The Sabres, however, are much better positioned for success in the short term and the long term.
To begin with, they hold the rights to three first round draft picks this year, one being conditional and could be moved to 2020. Botterill could use any of those picks to bring in help now for a push to the playoffs. Edmonton CEO and interim general manager Bob Nicholson has little similar flexibility.
The Sabers have much more wiggle room and flexibility with the salary cap than does Edmonton, who in addition to their top paid goalies, have three centers commanding top dollar (McDavid, Leon Draisatl and Ryan Nugent-Hopkins), while being weak at other positions.
The Sabres are not without their own problems. Scoring beyond the top line is a concern. Kyle Okposo is emerging as the latest incarnation of Ville Leino or Matt Moulson, contract heavy and non performing. And the Sabres right now are stuck with him for three more seasons.
By March 4, when these two teams meet again, lots of the direction for these two parallel franchises will be set into motion. The NHL trade deadline will have come and gone. The league will be into its last month and the race will be on for those coveted last playoff spots.
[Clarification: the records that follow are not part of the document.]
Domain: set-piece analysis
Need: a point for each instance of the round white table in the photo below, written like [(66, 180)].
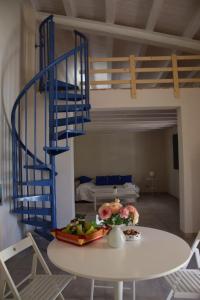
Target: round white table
[(156, 254)]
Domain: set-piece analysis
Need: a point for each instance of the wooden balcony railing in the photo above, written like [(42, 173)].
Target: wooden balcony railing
[(178, 70)]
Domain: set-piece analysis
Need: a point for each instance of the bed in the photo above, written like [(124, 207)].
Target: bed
[(92, 191)]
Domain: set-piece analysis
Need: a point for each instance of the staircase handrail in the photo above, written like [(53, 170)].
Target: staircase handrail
[(29, 85)]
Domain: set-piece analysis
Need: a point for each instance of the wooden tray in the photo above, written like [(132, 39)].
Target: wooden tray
[(76, 239)]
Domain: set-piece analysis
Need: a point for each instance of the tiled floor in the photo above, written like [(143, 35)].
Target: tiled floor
[(159, 211)]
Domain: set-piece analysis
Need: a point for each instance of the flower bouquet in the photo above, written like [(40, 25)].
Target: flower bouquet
[(114, 213)]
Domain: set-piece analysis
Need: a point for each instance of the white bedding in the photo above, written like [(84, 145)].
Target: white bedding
[(88, 191)]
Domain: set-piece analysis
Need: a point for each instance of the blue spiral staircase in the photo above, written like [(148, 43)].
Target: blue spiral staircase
[(51, 109)]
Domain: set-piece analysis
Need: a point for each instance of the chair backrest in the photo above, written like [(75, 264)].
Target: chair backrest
[(195, 251), (12, 251)]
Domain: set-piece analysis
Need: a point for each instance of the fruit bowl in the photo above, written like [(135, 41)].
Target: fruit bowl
[(132, 235), (78, 239)]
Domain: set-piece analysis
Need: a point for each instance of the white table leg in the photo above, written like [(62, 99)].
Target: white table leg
[(119, 290), (95, 203)]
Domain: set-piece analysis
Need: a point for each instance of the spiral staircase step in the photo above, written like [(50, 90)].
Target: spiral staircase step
[(55, 150), (33, 211), (67, 134), (71, 108), (34, 198), (37, 222), (70, 121)]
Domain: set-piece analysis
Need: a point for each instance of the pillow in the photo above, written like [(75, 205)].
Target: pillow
[(125, 178), (84, 179), (112, 180), (101, 180)]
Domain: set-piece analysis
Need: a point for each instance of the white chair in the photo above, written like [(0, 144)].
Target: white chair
[(34, 286), (185, 283)]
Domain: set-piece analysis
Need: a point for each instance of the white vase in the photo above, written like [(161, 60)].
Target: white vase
[(116, 238)]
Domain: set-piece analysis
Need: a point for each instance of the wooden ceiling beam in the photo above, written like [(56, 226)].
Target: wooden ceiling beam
[(126, 33), (110, 11), (189, 32), (151, 23)]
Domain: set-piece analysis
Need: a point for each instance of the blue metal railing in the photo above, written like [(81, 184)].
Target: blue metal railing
[(42, 125)]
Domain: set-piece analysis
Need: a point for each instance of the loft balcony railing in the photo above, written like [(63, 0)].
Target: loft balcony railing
[(167, 71)]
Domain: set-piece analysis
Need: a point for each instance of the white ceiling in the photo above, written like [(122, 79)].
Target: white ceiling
[(177, 18), (173, 17)]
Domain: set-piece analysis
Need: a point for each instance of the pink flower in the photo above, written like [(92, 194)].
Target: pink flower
[(105, 212), (115, 207), (124, 212), (136, 217)]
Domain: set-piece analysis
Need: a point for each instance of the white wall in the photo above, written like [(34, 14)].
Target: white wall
[(172, 174), (189, 140), (121, 153), (10, 14)]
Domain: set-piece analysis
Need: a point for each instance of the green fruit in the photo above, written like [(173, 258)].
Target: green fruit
[(87, 226), (67, 229), (79, 229)]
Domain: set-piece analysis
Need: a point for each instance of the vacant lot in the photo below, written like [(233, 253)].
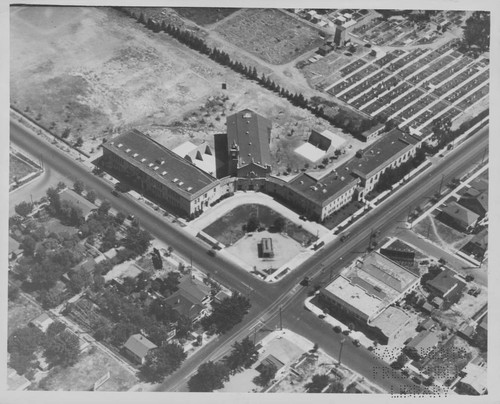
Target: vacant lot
[(270, 34), (97, 72), (203, 15), (83, 375), (229, 228)]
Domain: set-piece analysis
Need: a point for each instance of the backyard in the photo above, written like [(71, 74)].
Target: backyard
[(82, 376)]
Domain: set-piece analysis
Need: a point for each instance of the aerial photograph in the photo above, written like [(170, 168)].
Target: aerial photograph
[(248, 200)]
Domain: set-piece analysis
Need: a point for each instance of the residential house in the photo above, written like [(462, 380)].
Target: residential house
[(78, 201), (137, 347), (458, 216)]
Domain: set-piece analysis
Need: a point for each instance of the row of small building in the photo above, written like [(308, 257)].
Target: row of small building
[(244, 162)]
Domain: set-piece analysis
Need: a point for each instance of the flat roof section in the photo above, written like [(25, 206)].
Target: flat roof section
[(353, 296), (381, 153), (326, 188), (251, 132)]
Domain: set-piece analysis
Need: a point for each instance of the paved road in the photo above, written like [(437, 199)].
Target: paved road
[(267, 298)]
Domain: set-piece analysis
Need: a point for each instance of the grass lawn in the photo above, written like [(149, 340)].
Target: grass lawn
[(21, 312), (54, 225), (229, 228), (83, 375), (18, 169)]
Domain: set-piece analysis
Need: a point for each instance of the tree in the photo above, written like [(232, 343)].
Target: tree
[(279, 224), (78, 186), (244, 354), (63, 349), (227, 313), (209, 377), (317, 384), (13, 292), (120, 218), (267, 373), (24, 208), (104, 207), (252, 223), (91, 195), (28, 245), (137, 240), (161, 362)]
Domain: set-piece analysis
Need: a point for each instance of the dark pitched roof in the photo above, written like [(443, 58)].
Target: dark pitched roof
[(139, 345), (251, 132), (162, 164), (326, 189), (381, 153)]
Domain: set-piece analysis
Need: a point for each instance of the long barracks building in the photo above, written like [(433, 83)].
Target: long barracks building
[(178, 183)]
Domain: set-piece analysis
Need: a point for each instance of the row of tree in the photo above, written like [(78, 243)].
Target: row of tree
[(212, 375), (59, 346)]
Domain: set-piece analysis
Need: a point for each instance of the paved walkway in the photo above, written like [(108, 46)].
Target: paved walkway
[(250, 197)]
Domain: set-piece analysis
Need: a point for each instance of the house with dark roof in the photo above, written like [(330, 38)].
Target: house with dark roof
[(137, 347), (447, 286), (458, 217), (160, 173), (186, 305), (248, 139)]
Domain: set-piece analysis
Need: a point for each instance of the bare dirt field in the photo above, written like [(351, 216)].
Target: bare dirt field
[(96, 72), (270, 34)]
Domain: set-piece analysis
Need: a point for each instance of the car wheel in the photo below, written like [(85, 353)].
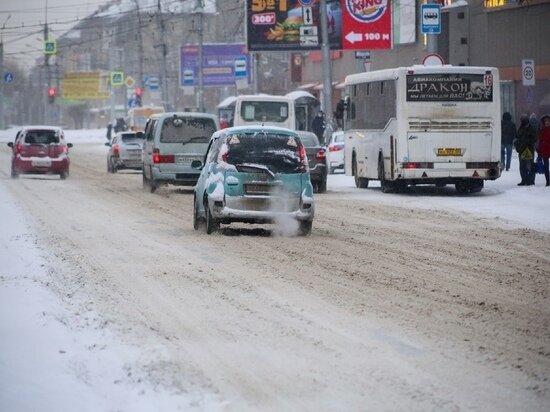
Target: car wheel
[(305, 228), (212, 225), (322, 186), (196, 218)]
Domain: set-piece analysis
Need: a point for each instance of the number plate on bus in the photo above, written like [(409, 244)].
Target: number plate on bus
[(447, 151)]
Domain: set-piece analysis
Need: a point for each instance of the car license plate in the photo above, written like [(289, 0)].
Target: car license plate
[(446, 151), (41, 163)]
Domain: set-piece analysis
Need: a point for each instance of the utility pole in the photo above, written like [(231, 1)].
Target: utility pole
[(164, 89), (200, 94), (327, 69), (2, 80)]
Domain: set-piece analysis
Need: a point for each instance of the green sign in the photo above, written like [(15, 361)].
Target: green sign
[(50, 47), (117, 78)]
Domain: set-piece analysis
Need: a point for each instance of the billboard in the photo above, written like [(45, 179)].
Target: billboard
[(85, 86), (222, 64), (278, 25)]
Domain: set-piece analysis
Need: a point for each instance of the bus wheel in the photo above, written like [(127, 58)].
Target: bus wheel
[(384, 184), (360, 182)]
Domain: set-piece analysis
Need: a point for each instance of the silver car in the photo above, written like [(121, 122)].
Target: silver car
[(125, 151)]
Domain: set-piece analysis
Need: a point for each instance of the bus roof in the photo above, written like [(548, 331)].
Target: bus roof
[(392, 74)]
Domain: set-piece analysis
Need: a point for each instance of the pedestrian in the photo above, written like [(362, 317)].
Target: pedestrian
[(508, 133), (525, 146), (318, 125), (543, 148)]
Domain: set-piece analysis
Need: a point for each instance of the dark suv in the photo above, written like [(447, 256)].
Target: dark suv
[(255, 174), (40, 150)]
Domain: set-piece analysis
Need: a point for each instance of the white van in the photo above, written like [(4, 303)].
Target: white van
[(269, 110), (175, 143)]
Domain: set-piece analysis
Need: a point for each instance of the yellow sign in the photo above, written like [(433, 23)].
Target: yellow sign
[(130, 82), (84, 86), (117, 78)]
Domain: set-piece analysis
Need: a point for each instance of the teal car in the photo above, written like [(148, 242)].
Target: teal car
[(254, 174)]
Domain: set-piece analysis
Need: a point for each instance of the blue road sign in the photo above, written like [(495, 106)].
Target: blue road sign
[(431, 18)]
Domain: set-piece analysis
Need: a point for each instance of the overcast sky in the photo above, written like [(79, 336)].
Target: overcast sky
[(23, 32)]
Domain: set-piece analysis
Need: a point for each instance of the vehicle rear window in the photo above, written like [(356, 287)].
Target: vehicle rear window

And McDavid vs Eichel is always great to watch, these two players who will always be linked to each other via fate and destiny.
Edmonton or Buffalo? Where would you rather be right about now?
Don’t look now, but the NWHL Buffalo Beauts have won four games in a row, all played at HarborCenter, since the team made a shakeup at coach and general manager. The team has one home game remaining, that being on Saturday, February 23 at 5pm against the Metropolitan Riveters.
The strange tale of Patrick Berglund, former Sabre who abruptly quit the team in mid-December and headed home to Sweden was clarified this past month when he gave an interview to a Swedish media outlet. Berglund said he lost his passion for the game. “I just knew I had to go home to find myself again,” he said. He emphasized that he was happy giving up the remaining money in his contract just “to feel good inside”. The forfeited amount was roughly $13,475,000.